The 2015 Final Annual Appropriations Bill passed by Congress late last week held more losses than wins for sustainable agriculture. The losses suffered by the sustainable agriculture community were deep and, in some cases, reversed progress gained over more than two decades of advocacy. Those gains had been made by outspoken farmers like Craig Watts, who took great personal risk to shed light on broken aspects of our agricultural system. The bill, also known as the “Cromnibus,” gets its name by combining CR, which stands for “Continuing Resolution” and is what Congress passes to temporarily continue the previous year’s spending levels, and omnibus, the term given to the process typically used for appropriations bills. The bill stands as yet another example of a dysfunctional Congress, which has made these unusual legislative measures the norm. Contract Fairness The most outright shocking and direct attack made on farmers came in the form of a rider blocking USDA’s ability to finalize and enforce regulations designed to protect livestock producers from abuse by the companies with which they contract.

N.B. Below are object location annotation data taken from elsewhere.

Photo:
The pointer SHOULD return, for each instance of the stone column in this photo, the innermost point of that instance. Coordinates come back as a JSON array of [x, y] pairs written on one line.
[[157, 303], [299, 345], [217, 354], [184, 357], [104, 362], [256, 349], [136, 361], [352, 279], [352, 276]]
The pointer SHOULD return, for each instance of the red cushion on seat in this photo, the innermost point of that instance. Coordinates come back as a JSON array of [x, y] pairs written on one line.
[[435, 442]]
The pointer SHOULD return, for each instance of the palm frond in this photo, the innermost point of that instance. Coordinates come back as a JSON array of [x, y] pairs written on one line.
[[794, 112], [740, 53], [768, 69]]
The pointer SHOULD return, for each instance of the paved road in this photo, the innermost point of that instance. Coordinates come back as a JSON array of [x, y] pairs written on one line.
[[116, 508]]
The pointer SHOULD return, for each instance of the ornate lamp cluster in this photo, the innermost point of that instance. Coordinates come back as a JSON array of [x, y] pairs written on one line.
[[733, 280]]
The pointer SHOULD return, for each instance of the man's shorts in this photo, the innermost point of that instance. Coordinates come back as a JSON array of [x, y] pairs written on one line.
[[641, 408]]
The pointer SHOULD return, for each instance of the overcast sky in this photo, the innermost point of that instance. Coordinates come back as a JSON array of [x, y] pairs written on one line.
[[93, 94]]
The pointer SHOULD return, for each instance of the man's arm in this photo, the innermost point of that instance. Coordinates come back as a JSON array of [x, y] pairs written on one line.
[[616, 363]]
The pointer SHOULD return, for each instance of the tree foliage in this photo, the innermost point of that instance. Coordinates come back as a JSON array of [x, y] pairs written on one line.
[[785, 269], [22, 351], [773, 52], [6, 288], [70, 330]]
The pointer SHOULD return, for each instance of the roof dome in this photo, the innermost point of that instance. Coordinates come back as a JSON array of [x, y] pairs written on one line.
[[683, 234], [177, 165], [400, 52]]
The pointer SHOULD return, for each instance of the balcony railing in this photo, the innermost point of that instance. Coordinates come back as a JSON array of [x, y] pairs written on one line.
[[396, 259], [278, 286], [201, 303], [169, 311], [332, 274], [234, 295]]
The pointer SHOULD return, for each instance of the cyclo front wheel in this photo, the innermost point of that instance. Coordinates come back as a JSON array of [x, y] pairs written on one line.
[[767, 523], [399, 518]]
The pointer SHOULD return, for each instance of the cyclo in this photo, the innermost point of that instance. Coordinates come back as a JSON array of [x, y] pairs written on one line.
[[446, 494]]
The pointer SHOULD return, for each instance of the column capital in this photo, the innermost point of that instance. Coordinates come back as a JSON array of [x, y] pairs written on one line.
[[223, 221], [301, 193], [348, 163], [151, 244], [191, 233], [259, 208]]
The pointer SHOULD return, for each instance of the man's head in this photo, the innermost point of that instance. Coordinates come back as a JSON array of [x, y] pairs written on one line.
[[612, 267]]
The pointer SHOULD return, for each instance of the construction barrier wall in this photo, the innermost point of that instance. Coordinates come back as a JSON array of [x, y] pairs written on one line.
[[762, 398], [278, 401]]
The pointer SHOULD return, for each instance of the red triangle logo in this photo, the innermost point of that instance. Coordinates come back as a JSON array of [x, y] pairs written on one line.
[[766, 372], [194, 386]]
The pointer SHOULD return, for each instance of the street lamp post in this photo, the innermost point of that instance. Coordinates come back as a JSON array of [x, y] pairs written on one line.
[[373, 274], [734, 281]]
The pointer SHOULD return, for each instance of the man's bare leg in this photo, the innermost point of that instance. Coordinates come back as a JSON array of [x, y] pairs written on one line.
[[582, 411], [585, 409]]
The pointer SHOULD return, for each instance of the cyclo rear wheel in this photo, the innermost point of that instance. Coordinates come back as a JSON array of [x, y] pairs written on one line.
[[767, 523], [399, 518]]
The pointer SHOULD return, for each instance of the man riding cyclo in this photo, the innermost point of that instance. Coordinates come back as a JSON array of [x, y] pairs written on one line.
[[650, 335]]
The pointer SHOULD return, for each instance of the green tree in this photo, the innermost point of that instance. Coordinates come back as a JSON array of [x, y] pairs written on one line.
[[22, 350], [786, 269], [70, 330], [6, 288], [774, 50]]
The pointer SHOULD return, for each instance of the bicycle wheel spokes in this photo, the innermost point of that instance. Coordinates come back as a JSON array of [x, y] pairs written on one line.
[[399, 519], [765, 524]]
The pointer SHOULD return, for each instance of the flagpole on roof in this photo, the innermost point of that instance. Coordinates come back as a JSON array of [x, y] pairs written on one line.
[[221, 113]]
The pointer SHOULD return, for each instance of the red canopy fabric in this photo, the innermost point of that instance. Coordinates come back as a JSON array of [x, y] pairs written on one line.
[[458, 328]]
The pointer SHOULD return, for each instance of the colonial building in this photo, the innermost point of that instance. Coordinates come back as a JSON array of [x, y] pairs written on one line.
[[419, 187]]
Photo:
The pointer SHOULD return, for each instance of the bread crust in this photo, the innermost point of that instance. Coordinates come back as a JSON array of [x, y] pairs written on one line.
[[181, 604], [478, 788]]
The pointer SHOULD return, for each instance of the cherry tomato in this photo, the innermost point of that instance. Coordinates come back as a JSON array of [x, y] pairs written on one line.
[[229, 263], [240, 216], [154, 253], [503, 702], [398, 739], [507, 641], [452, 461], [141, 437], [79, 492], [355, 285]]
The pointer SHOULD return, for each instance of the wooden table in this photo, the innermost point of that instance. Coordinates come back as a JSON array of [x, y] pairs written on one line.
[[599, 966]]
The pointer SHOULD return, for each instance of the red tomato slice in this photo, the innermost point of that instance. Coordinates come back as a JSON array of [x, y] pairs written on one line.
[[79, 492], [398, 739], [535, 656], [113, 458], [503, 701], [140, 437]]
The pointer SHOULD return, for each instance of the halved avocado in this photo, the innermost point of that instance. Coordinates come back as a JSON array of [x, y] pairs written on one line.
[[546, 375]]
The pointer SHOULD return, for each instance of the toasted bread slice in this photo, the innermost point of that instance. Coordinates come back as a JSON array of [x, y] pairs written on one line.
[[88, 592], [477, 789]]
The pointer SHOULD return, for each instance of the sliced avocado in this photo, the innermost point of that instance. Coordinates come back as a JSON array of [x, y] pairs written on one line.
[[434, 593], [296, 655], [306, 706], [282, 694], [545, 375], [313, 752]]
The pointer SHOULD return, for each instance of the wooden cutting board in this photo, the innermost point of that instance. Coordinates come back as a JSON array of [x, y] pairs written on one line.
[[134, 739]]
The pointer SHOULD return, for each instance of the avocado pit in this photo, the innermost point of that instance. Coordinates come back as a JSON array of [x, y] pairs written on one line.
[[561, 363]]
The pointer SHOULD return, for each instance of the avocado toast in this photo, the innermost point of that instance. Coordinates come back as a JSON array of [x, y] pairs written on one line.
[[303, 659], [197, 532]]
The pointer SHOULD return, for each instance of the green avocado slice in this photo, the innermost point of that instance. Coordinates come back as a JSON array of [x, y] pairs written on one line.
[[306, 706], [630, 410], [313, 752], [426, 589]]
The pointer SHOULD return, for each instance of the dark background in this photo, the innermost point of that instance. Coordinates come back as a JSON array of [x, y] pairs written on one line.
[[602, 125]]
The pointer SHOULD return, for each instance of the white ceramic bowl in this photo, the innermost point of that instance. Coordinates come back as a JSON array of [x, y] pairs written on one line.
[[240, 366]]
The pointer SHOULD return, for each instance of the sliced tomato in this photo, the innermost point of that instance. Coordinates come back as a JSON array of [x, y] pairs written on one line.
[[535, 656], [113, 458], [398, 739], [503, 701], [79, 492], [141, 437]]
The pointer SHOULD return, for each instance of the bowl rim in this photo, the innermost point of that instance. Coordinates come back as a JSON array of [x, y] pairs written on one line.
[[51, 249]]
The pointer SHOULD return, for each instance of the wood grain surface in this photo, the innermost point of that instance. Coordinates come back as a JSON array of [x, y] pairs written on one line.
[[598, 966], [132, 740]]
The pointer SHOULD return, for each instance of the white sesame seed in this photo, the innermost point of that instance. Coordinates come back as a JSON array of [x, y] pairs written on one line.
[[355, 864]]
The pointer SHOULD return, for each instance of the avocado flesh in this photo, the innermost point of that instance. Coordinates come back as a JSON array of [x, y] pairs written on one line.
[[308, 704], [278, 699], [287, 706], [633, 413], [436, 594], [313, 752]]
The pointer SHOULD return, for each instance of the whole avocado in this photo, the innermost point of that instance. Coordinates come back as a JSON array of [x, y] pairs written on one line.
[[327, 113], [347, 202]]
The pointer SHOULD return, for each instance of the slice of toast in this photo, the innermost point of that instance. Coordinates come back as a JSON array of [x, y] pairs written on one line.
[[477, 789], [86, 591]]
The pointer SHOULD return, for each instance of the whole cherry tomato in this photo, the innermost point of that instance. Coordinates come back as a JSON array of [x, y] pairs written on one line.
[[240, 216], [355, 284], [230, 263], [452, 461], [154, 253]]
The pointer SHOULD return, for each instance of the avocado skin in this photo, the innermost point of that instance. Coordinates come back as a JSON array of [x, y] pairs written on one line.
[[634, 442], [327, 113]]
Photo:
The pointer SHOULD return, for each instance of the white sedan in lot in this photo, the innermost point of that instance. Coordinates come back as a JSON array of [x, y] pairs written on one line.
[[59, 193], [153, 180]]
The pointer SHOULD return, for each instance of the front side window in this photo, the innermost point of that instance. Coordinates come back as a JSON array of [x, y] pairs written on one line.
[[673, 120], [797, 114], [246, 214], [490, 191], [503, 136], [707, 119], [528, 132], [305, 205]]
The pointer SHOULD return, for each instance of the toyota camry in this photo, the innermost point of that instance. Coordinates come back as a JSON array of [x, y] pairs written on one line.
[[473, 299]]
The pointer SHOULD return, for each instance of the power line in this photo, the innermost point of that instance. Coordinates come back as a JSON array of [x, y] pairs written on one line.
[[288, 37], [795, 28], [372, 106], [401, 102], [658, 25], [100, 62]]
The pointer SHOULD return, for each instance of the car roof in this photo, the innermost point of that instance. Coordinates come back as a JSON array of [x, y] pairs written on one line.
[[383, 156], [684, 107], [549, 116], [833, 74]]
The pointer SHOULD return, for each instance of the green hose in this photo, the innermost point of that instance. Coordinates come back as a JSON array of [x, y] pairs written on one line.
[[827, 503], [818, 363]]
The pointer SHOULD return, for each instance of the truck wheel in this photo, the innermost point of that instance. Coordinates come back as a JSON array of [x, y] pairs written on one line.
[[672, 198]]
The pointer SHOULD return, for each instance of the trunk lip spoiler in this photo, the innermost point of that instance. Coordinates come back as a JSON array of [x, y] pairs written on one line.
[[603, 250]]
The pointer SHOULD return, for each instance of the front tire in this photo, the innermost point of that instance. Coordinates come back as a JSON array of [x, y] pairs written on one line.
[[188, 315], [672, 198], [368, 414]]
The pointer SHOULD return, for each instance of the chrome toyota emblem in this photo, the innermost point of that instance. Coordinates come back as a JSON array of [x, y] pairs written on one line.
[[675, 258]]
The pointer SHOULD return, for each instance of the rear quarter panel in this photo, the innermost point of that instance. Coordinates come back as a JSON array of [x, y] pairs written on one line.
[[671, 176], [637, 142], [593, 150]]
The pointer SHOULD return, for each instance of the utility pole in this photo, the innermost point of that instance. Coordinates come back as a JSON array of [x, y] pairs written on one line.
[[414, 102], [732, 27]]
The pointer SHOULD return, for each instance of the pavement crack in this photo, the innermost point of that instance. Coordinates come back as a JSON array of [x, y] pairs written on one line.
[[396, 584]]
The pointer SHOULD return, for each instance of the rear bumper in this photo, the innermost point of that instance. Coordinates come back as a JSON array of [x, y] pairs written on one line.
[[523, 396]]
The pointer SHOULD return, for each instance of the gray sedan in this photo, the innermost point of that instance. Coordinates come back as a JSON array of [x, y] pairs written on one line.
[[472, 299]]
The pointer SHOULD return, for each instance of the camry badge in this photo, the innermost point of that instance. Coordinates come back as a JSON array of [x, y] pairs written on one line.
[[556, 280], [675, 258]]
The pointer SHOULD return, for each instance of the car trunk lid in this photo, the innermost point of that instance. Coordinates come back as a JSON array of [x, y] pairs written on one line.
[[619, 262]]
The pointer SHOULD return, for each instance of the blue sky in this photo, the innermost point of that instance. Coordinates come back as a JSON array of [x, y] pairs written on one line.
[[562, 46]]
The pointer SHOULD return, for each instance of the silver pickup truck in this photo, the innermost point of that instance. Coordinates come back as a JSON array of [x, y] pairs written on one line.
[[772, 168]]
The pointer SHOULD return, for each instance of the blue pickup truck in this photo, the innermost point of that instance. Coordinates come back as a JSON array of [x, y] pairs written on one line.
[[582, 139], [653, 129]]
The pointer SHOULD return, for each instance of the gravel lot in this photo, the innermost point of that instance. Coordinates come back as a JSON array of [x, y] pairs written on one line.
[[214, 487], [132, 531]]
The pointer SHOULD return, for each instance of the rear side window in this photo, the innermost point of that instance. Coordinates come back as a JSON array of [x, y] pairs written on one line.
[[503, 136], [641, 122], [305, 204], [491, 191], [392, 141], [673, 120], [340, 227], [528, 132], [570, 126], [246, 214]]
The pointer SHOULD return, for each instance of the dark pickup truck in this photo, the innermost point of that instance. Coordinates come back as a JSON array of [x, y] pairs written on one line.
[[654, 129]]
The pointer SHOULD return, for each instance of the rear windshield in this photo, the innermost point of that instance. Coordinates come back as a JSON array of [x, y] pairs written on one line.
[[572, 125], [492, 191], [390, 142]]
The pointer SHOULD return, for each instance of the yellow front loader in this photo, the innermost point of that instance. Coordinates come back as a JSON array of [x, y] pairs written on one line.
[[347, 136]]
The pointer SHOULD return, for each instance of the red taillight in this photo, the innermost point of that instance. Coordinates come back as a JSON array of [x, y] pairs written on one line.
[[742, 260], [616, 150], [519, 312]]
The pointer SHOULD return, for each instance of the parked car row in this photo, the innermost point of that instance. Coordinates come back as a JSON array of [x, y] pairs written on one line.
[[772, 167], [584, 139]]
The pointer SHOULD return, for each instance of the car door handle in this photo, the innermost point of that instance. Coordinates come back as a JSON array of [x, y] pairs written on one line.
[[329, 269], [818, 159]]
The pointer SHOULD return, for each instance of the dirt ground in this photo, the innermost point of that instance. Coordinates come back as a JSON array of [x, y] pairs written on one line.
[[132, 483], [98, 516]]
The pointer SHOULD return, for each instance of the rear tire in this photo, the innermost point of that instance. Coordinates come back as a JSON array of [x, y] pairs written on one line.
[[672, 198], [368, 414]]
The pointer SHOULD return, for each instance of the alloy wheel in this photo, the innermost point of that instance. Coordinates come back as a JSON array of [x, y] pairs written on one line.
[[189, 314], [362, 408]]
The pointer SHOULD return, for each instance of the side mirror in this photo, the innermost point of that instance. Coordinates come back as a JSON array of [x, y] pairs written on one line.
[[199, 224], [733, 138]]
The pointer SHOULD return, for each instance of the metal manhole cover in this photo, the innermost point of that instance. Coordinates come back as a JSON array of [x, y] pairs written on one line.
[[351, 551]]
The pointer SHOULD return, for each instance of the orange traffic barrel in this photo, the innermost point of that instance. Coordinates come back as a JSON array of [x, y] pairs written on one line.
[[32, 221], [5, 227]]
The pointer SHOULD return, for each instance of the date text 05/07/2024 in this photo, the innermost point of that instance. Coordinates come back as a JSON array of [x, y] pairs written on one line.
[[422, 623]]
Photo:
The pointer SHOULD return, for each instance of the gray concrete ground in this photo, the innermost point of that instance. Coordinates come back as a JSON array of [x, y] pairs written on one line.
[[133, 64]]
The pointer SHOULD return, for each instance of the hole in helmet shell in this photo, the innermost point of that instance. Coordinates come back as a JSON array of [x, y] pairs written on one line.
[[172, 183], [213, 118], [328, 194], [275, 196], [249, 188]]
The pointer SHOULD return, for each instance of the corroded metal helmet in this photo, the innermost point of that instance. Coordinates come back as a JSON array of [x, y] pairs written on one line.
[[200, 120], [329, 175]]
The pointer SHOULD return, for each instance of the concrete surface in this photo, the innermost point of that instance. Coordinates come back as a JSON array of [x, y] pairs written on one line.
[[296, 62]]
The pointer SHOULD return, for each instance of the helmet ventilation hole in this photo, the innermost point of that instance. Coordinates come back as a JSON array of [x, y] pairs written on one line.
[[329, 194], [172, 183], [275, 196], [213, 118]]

Inclusion of the rider leaves farmers largely unprotected from industry abuse. A regulatory issue such as this is normally a part of the farm bill process, and the use of such riders in the appropriations process is considered a duplicitous legislative tactic. These rules were first required by the 2008 Farm Bill, proposed by USDA in 2010, and upheld in the 2014 Farm Bill. The Cromnibus bill rider:
- Prohibits the U.S. Department of Agriculture from finalizing a long list of livestock and poultry farmer protection regulations that had been proposed in 2010; and
- Forces USDA to withdraw existing poultry farmer protections that have been in place since 2011.
- Prevent industry retaliation against a farmer who speaks to her Member of Congress about unfair treatment,
- Increase transparency of farmer pay calculations, and
- Require disclosure of sample contracts.